• Faz sentido o objetivo do projeto, mas o momento e seu autor criam uma enorme suspeição
No jargão do Congresso, batizam-se de “jabutis” emendas feitas em projeto de lei ou medida provisória sobre até mesmo outros temas, para atender a interesses específicos de alguém ou grupos. A prática é, inclusive, motivo de investigações sobre um comércio de colocação de “jabutis” mediante pagamentos certamente régios. O ex-deputado e ex-presidente da Câmara Eduardo Cunha, no momento preso pela Lava-Jato, é, por exemplo, acusado de ter operado nesse “mercado”.
Mas parece haver outro tipo de “jabuti”, avantajado, porque não se trata de emendas contrabandeadas para algum projeto. O próprio projeto é o “jabuti” que interessa a um grupo específico. No caso, a políticos atemorizados com a evolução da Lava-Jato e outras investigações de casos de corrupção.
O louvável objetivo do projeto de lei é punir “abusos de autoridade” cometidos por agentes públicos: servidores em geral, membros do Legislativo, do Poder Judiciário, do Ministério Público e das polícias. Assinado pelo senador Renan Calheiros (PMDB-AL), o projeto, no entanto, seria uma retaliação do presidente do Senado e de seu grupo contra o Ministério Público Federal, pelo fato de o procurador-geral da República, Rodrigo Janot, ter pedido ao Supremo a prisão dele, a do ex-presidente José Sarney e a do senador Romero Jucá (RR), devido a gravações feitas pelo ex-presidente da Transpetro Sérgio Machado com eles, sobre como conter a Lava-Jato. O ministro da Corte Teori Zavascki rejeitou o pedido. Isso não impediu que passasse a ser inevitável relacionar qualquer ato de Renan contra procuradores, juízes, policiais etc. com maquinações de bastidores para a aprovação no Congresso de projetos que os barrem. O teor das gravações leva a isso.

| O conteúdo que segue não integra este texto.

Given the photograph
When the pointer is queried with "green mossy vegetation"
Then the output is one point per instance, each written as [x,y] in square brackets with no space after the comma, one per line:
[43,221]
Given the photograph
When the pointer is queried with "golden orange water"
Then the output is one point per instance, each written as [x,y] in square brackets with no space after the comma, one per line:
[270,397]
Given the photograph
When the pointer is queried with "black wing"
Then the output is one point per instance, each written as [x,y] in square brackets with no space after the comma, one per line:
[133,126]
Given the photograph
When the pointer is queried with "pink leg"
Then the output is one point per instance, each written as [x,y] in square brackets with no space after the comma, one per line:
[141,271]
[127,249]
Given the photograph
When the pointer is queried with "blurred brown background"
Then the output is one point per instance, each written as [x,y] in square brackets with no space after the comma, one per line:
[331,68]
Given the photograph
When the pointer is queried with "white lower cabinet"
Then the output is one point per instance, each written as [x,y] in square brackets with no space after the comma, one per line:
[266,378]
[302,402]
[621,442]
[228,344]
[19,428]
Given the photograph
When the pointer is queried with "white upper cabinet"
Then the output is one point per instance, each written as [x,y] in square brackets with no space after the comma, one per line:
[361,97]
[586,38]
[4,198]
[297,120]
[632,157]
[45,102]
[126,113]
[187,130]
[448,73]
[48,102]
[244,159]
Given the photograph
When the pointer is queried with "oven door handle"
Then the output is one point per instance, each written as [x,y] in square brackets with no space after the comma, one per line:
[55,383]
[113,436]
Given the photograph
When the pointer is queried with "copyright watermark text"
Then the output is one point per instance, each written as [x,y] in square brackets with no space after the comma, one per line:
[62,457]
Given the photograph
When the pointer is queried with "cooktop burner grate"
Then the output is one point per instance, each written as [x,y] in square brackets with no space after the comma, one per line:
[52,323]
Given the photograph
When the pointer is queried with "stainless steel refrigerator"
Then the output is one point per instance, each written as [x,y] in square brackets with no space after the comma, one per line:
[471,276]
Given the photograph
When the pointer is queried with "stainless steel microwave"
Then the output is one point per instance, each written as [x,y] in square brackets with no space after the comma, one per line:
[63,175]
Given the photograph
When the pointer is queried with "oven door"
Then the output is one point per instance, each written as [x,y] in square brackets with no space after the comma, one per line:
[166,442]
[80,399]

Nas justificativas do projeto, Renan alega que a Lei 4.898, de 1965, sobre a questão, está defasada, e que precisa ser atualizada a partir da definição de direitos e garantias fundamentais definidas pela Constituição de 1988. Argumento forte. Porém, o momento para aprovar esta proposta não é adequado, mais ainda por levar a assinatura de alguém com processos em tramitação no Supremo. Configura-se um quadro de tamanho conflito de interesses que prejudica o próprio projeto — cujo objetivo é meritório, porque, de fato, há casos de demonstrações de soberba, arrogância e de abuso de poder no relacionamento de agentes públicos com a população, principalmente a grande maioria dela, a mais pobre. Mas esta iniciativa, queiram ou não, carrega marca bastante visível da suspeição, porque há políticos no Congresso, e fora dele, que desejam erguer obstáculos à Lava-Jato. Medidas tão drásticas como ações penais contra agentes do Judiciário, do MP e de polícias por parte de investigados precisam, também, ser discutidas de maneira profunda e serena.
Um dos evidentes alvos do projeto, o juiz Sérgio Moro, por exemplo, considera o projeto um ataque certeiro à magistratura. É necessário levá-lo em consideração.